Lees verder
Avans Hogeschool is coördinator van het project RAAK PRO Biopolymeren, waarbij de hogeschool samenwerkt met andere kennisinstituten en het bedrijfsleven. Samenwerking en kennisdeling zijn speerpunten van het vorig jaar gestarte project. Projectleider Jappe de Best ziet dat er langzamerhand samenwerking ontstaat op diverse niveaus.
Aribert Guiking

In mei 2012 startte Avans Hogeschool in Breda met het project RAAK PRO Biopolymeren. In dit project werkt de hogeschool samen met Fontys hogescholen, Wageningen Universiteit en Researchcentrum en het bedrijfsleven aan de ontwikkeling van kennis over de stabiliteit van biopolymeren. Een belangrijk onderdeel van het project is het intensiveren van contacten met andere kennisinstellingen. Ook het samenwerken met bedrijven uit de regio is een speerpunt van het project.

 

Hoe loopt het project?

 

‘We zijn in mei 2012 gestart en het project loopt vier jaar. Toen wij begonnen, waren er tien bedrijven aangesloten, nu zitten wij op achttien. De aanwas van nieuwe bedrijven die meedoen, verloopt langzaam maar gestaag. Meestal gaat het via mondtotmondreclame. Wij worden daarin ondersteund door Syntens, die voelhorens in de regio heeft en de mensen daar kunnen goed duidelijk maken wat voor project dit is en wat het voor de bedrijven kan opleveren.’

 

Zijn bepaalde typen bedrijven over- of ondervertegenwoordigd?

 

‘Nee, dat kun je niet zeggen. Er zitten eenmansbedrijven bij en ook grotere bedrijven zoals Rodenburg Biopolymers en Oerlemans Plastics. Sommige zitten in de grondstoffen, andere zijn productiebedrijven. Maar wij hebben er ook ontwerpers bij zitten.’

 

Wat is de rol van studenten in het geheel?

 

‘Studenten van verschillende studierichtingen van Avans en Fontys zijn betrokken bij het onderzoek van het project. Dat gebeurt door middel van een stage, het afstuderen bij de betrokken bedrijven of door het uitvoeren van een opdracht met een groep studenten op school. Zo komen wij ook in contact met die bedrijven. De studenten brengen kennis in en leren ook weer waardoor kennis terugvloeit naar ons. Het gebeurt ook dat bedrijven een vraag hebben, maar niet de apparatuur om onderzoek te kunnen doen. Soms kan dan het onderzoek dan bij ons of Fontys gebeuren en daar zijn bedrijven blij mee. Want anders was het onderzoek wellicht niet doorgegaan.’

 

Is er geen ‘concurrentie’ tussen de verschillende kennisinstituten, bijvoorbeeld bij het binnenhalen van stages of onderzoeken?

 

‘Dat valt mee.
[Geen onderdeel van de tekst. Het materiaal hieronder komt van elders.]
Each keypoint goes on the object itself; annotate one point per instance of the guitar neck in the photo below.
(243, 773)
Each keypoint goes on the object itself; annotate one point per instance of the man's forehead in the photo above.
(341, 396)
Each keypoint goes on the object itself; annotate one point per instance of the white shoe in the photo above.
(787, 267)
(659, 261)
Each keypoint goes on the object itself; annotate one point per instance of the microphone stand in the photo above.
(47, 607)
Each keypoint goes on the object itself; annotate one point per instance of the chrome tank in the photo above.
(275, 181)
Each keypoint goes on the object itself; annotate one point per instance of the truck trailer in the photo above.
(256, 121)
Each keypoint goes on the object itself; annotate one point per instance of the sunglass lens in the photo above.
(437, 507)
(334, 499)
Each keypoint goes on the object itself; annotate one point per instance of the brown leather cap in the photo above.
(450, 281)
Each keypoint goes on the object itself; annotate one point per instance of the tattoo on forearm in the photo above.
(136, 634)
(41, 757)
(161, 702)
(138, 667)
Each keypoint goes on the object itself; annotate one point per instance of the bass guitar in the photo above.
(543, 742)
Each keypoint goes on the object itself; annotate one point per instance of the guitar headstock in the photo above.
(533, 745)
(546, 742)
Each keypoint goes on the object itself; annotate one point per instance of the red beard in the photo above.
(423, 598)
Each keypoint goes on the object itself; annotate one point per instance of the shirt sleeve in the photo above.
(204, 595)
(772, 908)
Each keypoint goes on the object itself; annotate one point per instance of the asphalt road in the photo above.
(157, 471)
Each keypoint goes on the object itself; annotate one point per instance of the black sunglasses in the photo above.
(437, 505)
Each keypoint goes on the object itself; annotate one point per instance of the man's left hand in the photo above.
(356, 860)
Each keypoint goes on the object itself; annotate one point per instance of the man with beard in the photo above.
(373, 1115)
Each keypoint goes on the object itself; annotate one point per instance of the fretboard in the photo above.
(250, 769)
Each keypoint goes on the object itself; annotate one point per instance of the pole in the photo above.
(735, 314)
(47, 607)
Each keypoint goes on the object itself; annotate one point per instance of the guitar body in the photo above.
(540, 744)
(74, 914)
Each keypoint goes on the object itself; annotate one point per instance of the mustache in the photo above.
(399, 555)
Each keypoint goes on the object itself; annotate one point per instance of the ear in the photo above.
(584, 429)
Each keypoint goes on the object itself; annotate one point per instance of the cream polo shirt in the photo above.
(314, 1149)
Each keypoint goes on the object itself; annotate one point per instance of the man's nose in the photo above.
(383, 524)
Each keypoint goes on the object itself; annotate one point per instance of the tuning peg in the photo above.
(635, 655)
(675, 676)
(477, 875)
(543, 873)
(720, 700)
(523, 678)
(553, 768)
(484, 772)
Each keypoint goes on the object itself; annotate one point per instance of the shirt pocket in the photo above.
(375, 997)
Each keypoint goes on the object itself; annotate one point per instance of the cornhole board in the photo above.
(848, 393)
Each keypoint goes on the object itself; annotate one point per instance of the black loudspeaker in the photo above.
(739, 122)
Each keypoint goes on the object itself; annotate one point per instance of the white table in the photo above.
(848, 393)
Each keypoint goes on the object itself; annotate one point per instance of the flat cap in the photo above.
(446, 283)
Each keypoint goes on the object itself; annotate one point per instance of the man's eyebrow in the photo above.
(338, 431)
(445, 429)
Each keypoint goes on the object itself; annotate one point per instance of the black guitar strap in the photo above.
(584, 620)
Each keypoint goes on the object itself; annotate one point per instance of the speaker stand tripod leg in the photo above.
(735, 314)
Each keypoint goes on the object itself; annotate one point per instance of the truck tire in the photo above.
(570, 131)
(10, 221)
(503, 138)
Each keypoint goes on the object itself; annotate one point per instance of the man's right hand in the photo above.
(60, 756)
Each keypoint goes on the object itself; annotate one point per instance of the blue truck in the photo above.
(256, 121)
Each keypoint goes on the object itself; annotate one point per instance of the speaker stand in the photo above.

De verschillende projectpartners kunnen vragen indienen en die worden verdeeld onder Avans, Fontys en de WUR. Eventueel koppelen wij bepaalde vragen van bedrijven aan elkaar omdat samenwerken vaak meer oplevert dan wanneer de vragen afzonderlijk worden opgepakt.’

 

Kennisuitwisseling is mooi, maar willen bedrijven dat wel? Zij hebben te maken met concurrentie op de markt. Hoe werkt dat in de praktijk als je ook wilt dat bedrijven onderling kennis uitwisselen?

 

‘Natuurlijk zijn bepaalde zaken bedrijfsgevoelig, maar ook als je niet alles vertelt, kun je prima samenwerken. Bij de start wordt er altijd een IP-overeenkomst (Intellectual Property, red.) gesloten. In de praktijk vinden ondernemers het vaak prettig om met anderen te kunnen praten, dat gaat echt goed.’

 

Kennen de projectpartners elkaar eigenlijk en zien zij elkaar wel eens?

 

‘Jaarlijks hebben wij een centrale bijeenkomst, waarin alle projectpartners worden bijgepraat. Dan zijn er korte presentaties van studenten en bedrijven. Datasheets van de resultaten van deelprojecten worden ook in Dropbox geplaatst zodat iedereen het kan bekijken. Op de bijeenkomsten kun je zien dat er langzamerhand samenwerking ontstaat tussen de partners. Dat begint simpelweg door met elkaar te praten. Zo zie je dat bijvoorbeeld dat grondstoffenleverancier contact legt met een productiebedrijf. Dat gebeurt soms gewoon omdat zij allebei ineens een datasheet zien en daarin iets herkennen waar zij samen iets mee kunnen.’